In 1906, the Highlanders once again finished second, as Chesbro went 23-17, 2.96. That ERA of 2.96 only yielded a 100 ERA+ however (average). Chesbro led the majors in games (49) and games started (42) while tossing 325 innings. Note that the only year of his career that Chesbro led the league in IP was in that 1904 season with the 454 2/3. Chesbro led the AL in earned runs given up in 1906.
Chesbro went 10-10, 2.53 in 1907, when he hurled “only” 206 innings. ERA+ 111.
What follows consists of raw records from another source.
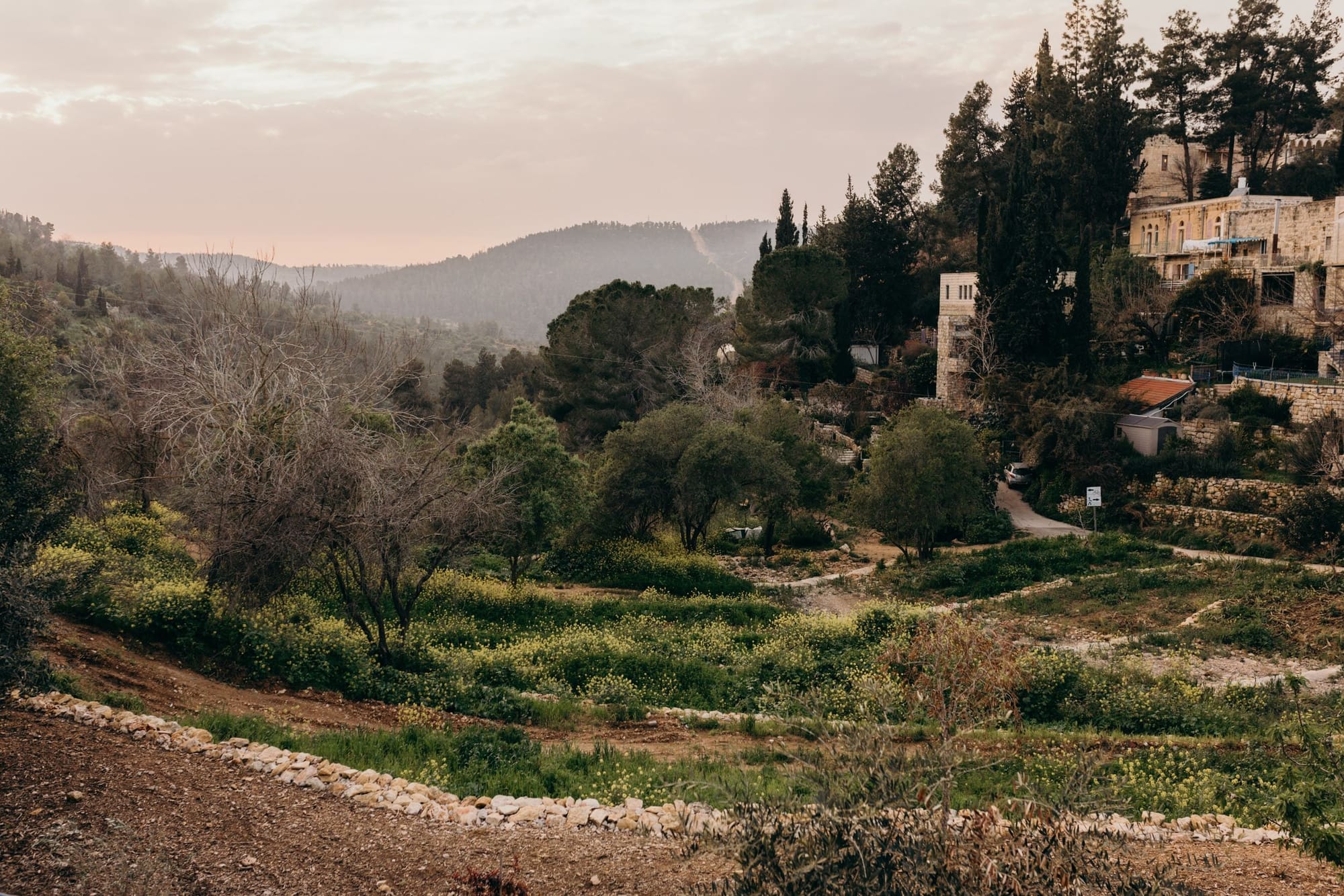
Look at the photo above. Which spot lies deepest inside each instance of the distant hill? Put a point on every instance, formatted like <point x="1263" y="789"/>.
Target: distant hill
<point x="525" y="284"/>
<point x="314" y="275"/>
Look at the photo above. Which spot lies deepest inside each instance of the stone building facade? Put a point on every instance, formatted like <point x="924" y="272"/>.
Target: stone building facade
<point x="956" y="310"/>
<point x="1162" y="166"/>
<point x="958" y="294"/>
<point x="1290" y="247"/>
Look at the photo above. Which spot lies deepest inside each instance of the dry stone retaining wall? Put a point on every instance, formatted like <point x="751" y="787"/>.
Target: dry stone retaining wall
<point x="381" y="791"/>
<point x="1311" y="402"/>
<point x="1218" y="494"/>
<point x="1226" y="522"/>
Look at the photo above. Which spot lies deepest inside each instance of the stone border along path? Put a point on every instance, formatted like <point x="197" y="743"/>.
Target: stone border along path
<point x="369" y="788"/>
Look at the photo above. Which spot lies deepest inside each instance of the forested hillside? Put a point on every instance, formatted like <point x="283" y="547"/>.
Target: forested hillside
<point x="528" y="283"/>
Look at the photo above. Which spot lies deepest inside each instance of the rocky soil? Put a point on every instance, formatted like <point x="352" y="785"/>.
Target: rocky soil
<point x="89" y="811"/>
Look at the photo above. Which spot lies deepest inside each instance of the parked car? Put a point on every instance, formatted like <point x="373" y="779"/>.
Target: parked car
<point x="1019" y="475"/>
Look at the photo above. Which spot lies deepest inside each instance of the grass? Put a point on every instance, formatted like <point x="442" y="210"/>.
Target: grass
<point x="1267" y="609"/>
<point x="986" y="574"/>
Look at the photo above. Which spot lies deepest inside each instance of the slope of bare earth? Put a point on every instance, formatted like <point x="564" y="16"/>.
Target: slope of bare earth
<point x="103" y="663"/>
<point x="153" y="821"/>
<point x="85" y="811"/>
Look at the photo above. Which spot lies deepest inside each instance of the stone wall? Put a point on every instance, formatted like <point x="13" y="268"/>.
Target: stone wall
<point x="1224" y="494"/>
<point x="401" y="797"/>
<point x="381" y="791"/>
<point x="1225" y="522"/>
<point x="1311" y="402"/>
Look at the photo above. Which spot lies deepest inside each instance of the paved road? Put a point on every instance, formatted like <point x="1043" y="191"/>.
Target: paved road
<point x="1029" y="521"/>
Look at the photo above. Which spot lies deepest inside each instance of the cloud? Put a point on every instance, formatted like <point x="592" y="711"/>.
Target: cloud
<point x="412" y="130"/>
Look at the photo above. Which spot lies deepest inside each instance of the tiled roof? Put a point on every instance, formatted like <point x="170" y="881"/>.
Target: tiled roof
<point x="1155" y="392"/>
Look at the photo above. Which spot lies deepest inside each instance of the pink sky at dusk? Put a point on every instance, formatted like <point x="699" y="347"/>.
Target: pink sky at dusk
<point x="407" y="131"/>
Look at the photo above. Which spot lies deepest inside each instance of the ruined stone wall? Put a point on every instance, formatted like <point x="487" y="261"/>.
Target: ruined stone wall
<point x="1225" y="494"/>
<point x="1228" y="522"/>
<point x="1311" y="402"/>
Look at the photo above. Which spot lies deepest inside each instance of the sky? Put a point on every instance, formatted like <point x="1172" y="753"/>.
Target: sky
<point x="408" y="131"/>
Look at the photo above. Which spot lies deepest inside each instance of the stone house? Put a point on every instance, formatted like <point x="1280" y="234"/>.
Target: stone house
<point x="1162" y="166"/>
<point x="958" y="294"/>
<point x="1290" y="247"/>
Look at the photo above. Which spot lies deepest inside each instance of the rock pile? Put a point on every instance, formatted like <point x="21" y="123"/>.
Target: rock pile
<point x="381" y="791"/>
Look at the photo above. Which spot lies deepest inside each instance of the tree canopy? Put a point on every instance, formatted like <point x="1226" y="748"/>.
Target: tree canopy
<point x="928" y="474"/>
<point x="619" y="351"/>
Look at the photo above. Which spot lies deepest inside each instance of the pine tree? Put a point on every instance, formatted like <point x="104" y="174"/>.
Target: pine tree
<point x="1174" y="85"/>
<point x="786" y="232"/>
<point x="967" y="166"/>
<point x="81" y="281"/>
<point x="1339" y="162"/>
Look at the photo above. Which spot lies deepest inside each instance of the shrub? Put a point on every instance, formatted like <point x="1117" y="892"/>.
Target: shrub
<point x="25" y="601"/>
<point x="1256" y="410"/>
<point x="916" y="852"/>
<point x="628" y="564"/>
<point x="1314" y="519"/>
<point x="989" y="529"/>
<point x="806" y="533"/>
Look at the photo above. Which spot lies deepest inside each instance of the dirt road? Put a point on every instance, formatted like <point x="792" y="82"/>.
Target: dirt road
<point x="1030" y="522"/>
<point x="151" y="821"/>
His last year as a full-time producer was in 1908, when he was 34. He went 14-20, 2.93, and pitched in 288 2/3 innings. Despite the 2.93 ERA, the ERA+ was just an 84, meaning that the average was 2.46 that year.
Chesbro benefitted from the times. Some aspects of dead ball play I mentioned earlier. Hilltop Park, where Columbia Presbyterian Medical Center is today, had different dimensions during its time (1903-1912) as the Highlanders’ home. Some of those dimensions were quite vast.
It’s ironic that if there are injuries at the current Yankee Stadium today at 161st and River Ave. in the Bronx that players are taken the short distance away to Columbia-Presbyterian at 165th-168th and Broadway (and Ft. Washington Ave.) in Manhattan for hospital treatment. I wonder how many players that are taken there realize that a ballpark once stood on the site of the hospital. There is a plaque on the grounds, donated by the Yankees, to mark where home plate once was.
After pitching all those innings, Chesbro’s arm gave out in 1909. He started five games, relieved in five, and pitched only 55 2/3 innings, going 0-5, 6.14. He pitched one game—his last—for the Red Sox (as they were now known at that time). He lost it.
As a hitter, Chesbro hit .197. Despite the lack of HRs back then, Chesbro, a pitcher, did hit five in his career.
Chesbro wound up his career 198-132, with an ERA of 2.68, ERA+ 111. From 1900-1908 he averaged 21-13, 2.53, ERA+ 116, and 299 IP per season. He died at the age of 57 in 1931.
He was elected to the HOF in 1946. All things considered, he probably got in based on that one great season. From Wikipedia again: Chesbro was inducted into the National Baseball Hall of Fame in 1946 balloting by the Veterans Committee, which considers individuals who are eligible for the Hall of Fame, but no longer eligible to be elected by the Baseball Writers Association of America (BBWAA). That year, the Veterans Committee elected eleven players … During years where Chesbro was eligible on the BBWAA ballot, Chesbro received zero votes in the 1936 balloting, one vote in the 1937 balloting, two votes in the 1938 balloting, and six votes in the 1939 balloting, zero votes in the 1942 balloting, and zero votes in the 1945 balloting.
Chesbro never wore a number. No Highlander ever did. The first year numbers appeared on a Yankee uniform was in 1929.